Fintech companies in Africa, in particular, are grappling with an underrepresentation of women in leadership roles. DFI’s 2017 Fintech Talent Africa report found that among 400 industry leaders and professionals, only 12.5 percent are women. Similarly, female-led fintech ventures are funded at a fraction of male-led ventures (less than 10 percent) globally. The scholarships will directly enable women from Africa, Southeast Asia, and Latin America to advance professionally with strong technical skills and networks.
“The digital identity sector needs a diverse set of perspectives to ensure that it empowers,” said Thea Anderson, director at Omidyar Network’s Digital Identity Initiative. “The women who will take this course will learn to create, issue, and regulate Good ID – that is, identity that empowers and protects individuals’ rights to privacy, security, and enables individual-control.”

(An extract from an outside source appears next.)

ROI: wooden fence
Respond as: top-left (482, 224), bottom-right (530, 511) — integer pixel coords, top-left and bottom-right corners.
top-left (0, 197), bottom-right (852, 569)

Through the four-week online certification course, which begins 29th October 2018, students will:
- Understand the core language and concepts of the digital identity field
- Understand and learn to apply the principles of Good ID
- Analyze public, public-private, and private models of digital identity
- Evaluate types of digital identity systems for financial service providers
- Develop digital identification strategies and explore linkages to the SDGs
“There is a reason that the Sustainable Development Goals now include provision for a ‘Leave No One Behind’ approach when it comes to identification,” said Debra Ogilvie-Roodt, Chief Commercial Officer at the DFI. “If we do not move quickly to address this challenge, the poor — and especially poor women — are going to get left behind in terms of services and access to the formal economy. Simply providing universal coverage of legal identification will not be enough. We need the right kinds of voices and people in decision-making positions, especially in a digital space, to ensure that the solution is of the highest quality and directly addresses the needs of the most vulnerable communities.”
DFI has trained 2 400 students in 18 cohorts across its seven courses over the last two years, including 60 in the beta digital identity course launched in May 2018. As alumni, the scholarship recipients will have immediate access to DFI’s community of industry professionals representing public, private, and development sectors in 60 countries through its online community “Switch” and to physical communities of practice established in 18 cities globally. Students represent more than 600 organizations in 85 countries.